Urodzeni, by błyszczeć
Nazwisko dostają w prezencie. Razem z nim zainteresowanie opinii publicznej i wszelkie związane z tym szanse. Często jednak jedynym pomysłem na życie staje się samo zaistnienie w mediach
Wróżka Viktoria z Warszawy w skupieniu pochyla się nad tarotem. Po chwili z zadowoleniem cmoka nad odkrytą kartą. Cesarzowa to symbol sukcesu i nieograniczonych wręcz możliwości – wyjaśnia portalowi Gazeta.pl. Cesarzowa to karta Kasi. A Kasia to Katarzyna Tusk. Córka premiera. Wszystkie jej plany powinny się powieść. – U niej nie ma ciężkiej pracy. Ona ma tak jakoś... wszystko tak jej ładnie przychodzi.

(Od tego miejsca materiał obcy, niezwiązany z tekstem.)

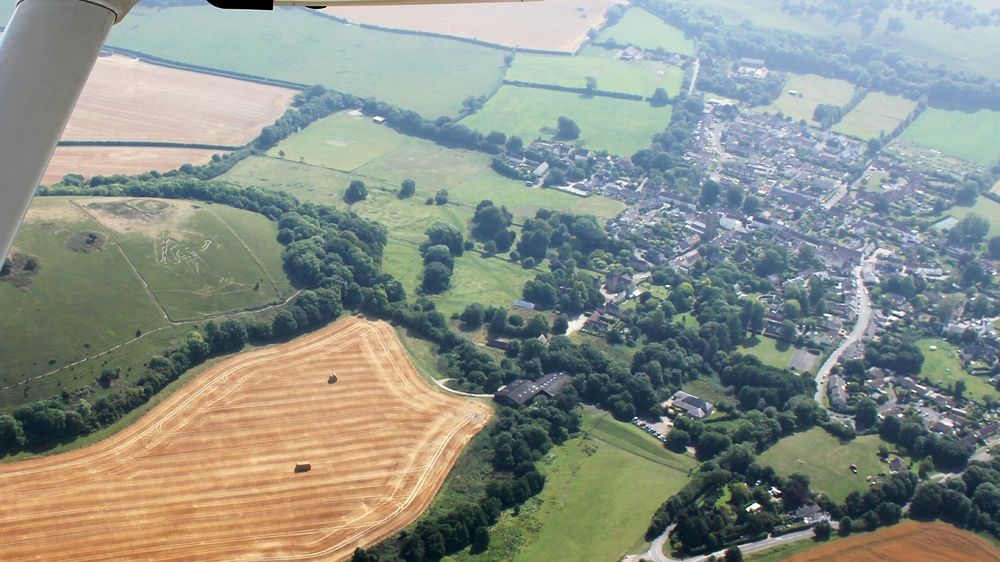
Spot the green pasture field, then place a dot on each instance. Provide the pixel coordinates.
(492, 281)
(985, 207)
(428, 75)
(876, 113)
(523, 201)
(815, 90)
(259, 234)
(619, 126)
(190, 259)
(943, 366)
(975, 49)
(971, 136)
(827, 461)
(641, 28)
(77, 306)
(341, 141)
(769, 350)
(640, 77)
(597, 502)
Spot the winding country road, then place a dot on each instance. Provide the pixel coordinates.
(860, 327)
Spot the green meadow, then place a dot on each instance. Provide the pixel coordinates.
(341, 141)
(77, 306)
(640, 77)
(617, 126)
(876, 113)
(428, 75)
(827, 461)
(641, 28)
(811, 91)
(943, 366)
(971, 136)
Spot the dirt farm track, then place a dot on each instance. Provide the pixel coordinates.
(210, 473)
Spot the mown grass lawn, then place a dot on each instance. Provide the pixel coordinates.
(428, 75)
(642, 28)
(827, 461)
(640, 77)
(943, 366)
(769, 350)
(969, 135)
(341, 141)
(619, 126)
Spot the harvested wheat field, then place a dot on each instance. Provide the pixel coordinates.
(90, 161)
(554, 25)
(923, 542)
(129, 100)
(218, 471)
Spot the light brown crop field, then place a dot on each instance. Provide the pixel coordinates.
(210, 473)
(926, 542)
(90, 161)
(555, 25)
(129, 100)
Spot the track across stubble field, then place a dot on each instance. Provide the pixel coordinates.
(209, 474)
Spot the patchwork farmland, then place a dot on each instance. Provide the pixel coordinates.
(213, 467)
(554, 25)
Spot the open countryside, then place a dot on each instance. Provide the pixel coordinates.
(428, 75)
(639, 27)
(90, 161)
(379, 442)
(553, 25)
(617, 126)
(129, 100)
(927, 542)
(638, 77)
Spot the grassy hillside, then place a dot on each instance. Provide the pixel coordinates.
(431, 76)
(618, 126)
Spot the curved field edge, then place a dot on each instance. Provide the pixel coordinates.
(249, 501)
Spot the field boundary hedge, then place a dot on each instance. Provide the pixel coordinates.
(584, 91)
(151, 59)
(154, 144)
(432, 34)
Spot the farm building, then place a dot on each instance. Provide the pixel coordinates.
(520, 392)
(692, 405)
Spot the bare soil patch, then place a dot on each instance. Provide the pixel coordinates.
(90, 161)
(19, 268)
(554, 25)
(126, 99)
(926, 542)
(87, 241)
(210, 473)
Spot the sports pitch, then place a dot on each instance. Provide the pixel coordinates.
(212, 469)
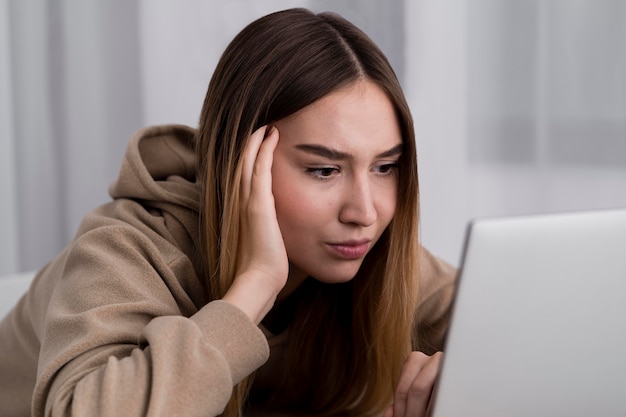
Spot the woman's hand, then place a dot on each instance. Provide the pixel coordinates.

Jednak czy trzeba się uciekać do magii, żeby dojść do takiego wniosku? Dzieci polityków, zwłaszcza tych z pierwszych stron gazet, od początku mogą liczyć na zainteresowanie opinii publicznej. Media ogarnia entuzjazm już na samą wieść, że się rodzą. „Państwo Sarkozy pokazali córeczkę!" – krzyczały nagłówki francuskich gazet, nie tylko tabloidów. Potem zainteresowanie jest proporcjonalne do funkcji rodzica i wyczynów potomka.